O FC Porto perdeu 50 milhões de euros (ME) em comissões acima dos referenciais da FIFA ou dos padrões de mercado associadas a transferências de futebolistas na última década, segundo a auditoria forense publicada hoje pelo clube.
Na análise feita pela consultora Deloitte às 879 transações dos ‘dragões’ nas 10 épocas anteriores, entre 2014/15 e 2023/24, foi contabilizado um montante total de 158 ME em comissões acordadas, havendo maior contribuição das saídas (46%), entradas (37%) e renovações (16%), contra uma representação ínfima dos empréstimos e das rescisões.
A existência de 27% de saídas e 61% de entradas com valores de comissões acima dos referenciais levou a 38,4 ME de comissões em excesso, enquanto 95% das renovações analisadas superaram o limite de 3% do salário bruto, totalizando 11,5 ME de excessos.
O documento enviado à agência Lusa com as sínteses das conclusões da auditoria diz ainda que metade das comissões (80 ME) foram atribuídas a apenas oito agentes, com 35% concentrado nos três principais intermediários – a Gestifute, de Jorge Mendes, a PP Sports e a N1 Carreiras Desportivas, ambas de Pedro Pinho, e a Bertolucci Assessoria.
Houve também 16 mandatos de exclusividade concedidos a cinco agentes, alguns dos quais sobre os atletas mais valiosos do plantel, restringindo a liberdade de negociação.
Aprofundando a análise de 55 transferências auditadas, 51 não tinham documentação de suporte, tais como relatórios de prospeção ou justificações para contratação, e 41 apresentaram comissões acima dos referenciais, sendo ainda identificados pagamentos de comissões pendentes relativos a 23 atletas, num total de 15,8 ME em incumprimentos.
Além das transações de futebolistas, a auditoria forense revelou irregularidades na venda de bilhetes para jogos do FC Porto aos Super Dragões, uma das claques, e às casas do clube, estimando perdas de 5,1 ME em 2017/18, 2018/19, 2021/22, 2022/23 e 2023/24.
Os Super Dragões averbaram dívidas de 2 ME em relação a ingressos não restituídos ao FC Porto e uma perda de 1,45 ME em faturas não elegíveis à luz do protocolo, tendo utilizado de forma indevida recursos do clube para pagarem viagens pessoais a membros e familiares da direção da claque rumo a destinos onde não existiam jogos dos ‘dragões’.

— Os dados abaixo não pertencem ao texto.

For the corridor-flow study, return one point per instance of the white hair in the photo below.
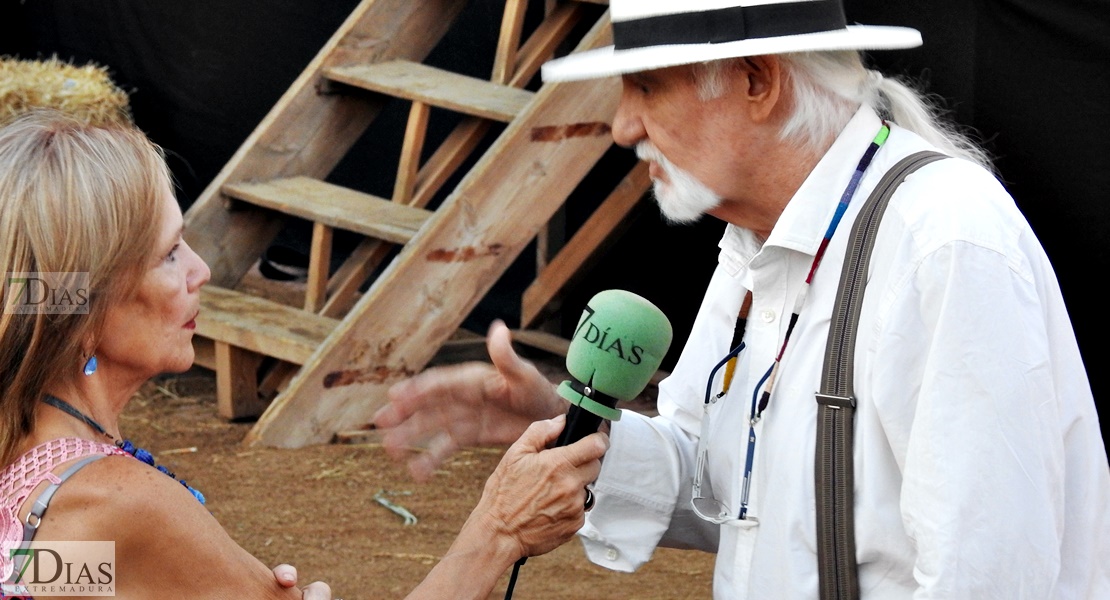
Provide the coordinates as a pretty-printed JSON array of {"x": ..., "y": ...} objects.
[{"x": 828, "y": 88}]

Ainda sob a esfera daquele grupo organizado de adeptos, que deixou de ser liderado em 2024 por Fernando Madureira, um dos arguidos na Operação Pretoriano, eram atribuídos com regularidade descontos não autorizados aplicados sobre o valor facial dos bilhetes vendidos para os jogos do Estádio do Dragão, resultando numa perda de 850 mil euros.
Já o impacto financeiro da oferta indevida de ingressos consumada pelos Super Dragões aquando de partidas com grande relevância comercial de bilheteira cifrou-se nos 340 mil euros.
Diversas casas do FC Porto também atuaram na venda de bilhetes sem fornecer dados legais obrigatórios, causando perdas de 81 mil euros, abaixo dos 110 mil resultantes do excesso de ingressos comercializados face à bolsa média permitida, restringida a 2.500.
A última área de gestão analisada denunciou 3,6 ME de despesas de representação não elegíveis em consonância com o regulamento interno da SAD, mas que foram usufruídas por anteriores administrações da sociedade gestora do futebol profissional dos ‘dragões’.
As 10 temporadas investigadas pela Deloitte reportam ao período em que Pinto da Costa liderou o clube e a SAD, cargos que deixou de exercer em 2024 ao fim de 42 e 27 anos depois, respetivamente, após ter sido derrotado por André Villas-Boas nas eleições mais participadas da história portista, com o antigo treinador a prometer uma auditoria forense.
“A auditoria forense revelou fragilidades e irregularidades sérias na gestão do clube nos últimos anos, com decisões e comportamentos que causaram impactos financeiros e reputacionais muito significativos”, lamentou o FC Porto, num dia em que os associados tiveram acesso prioritário ao documento através do portal da transparência dos ‘dragões’.
O processo iniciou-se em maio de 2024, aquando da tomada de posse dos novos corpos sociais da SAD, e começou por atentar nas “principais irregularidades” decorrentes das últimas duas épocas, antes de a “relevância das evidências encontradas e a necessidade de avaliar tendências históricas” levar ao aprofundamento da análise a partir de 2014/15.
“As atuais administração e equipa de gestão têm o compromisso de adotar as medidas necessárias para minimizar ou mitigar os impactos negativos, procurar o ressarcimento sempre que tal for possível, e prosseguir a colaboração com a justiça nos processos em curso”, finalizou.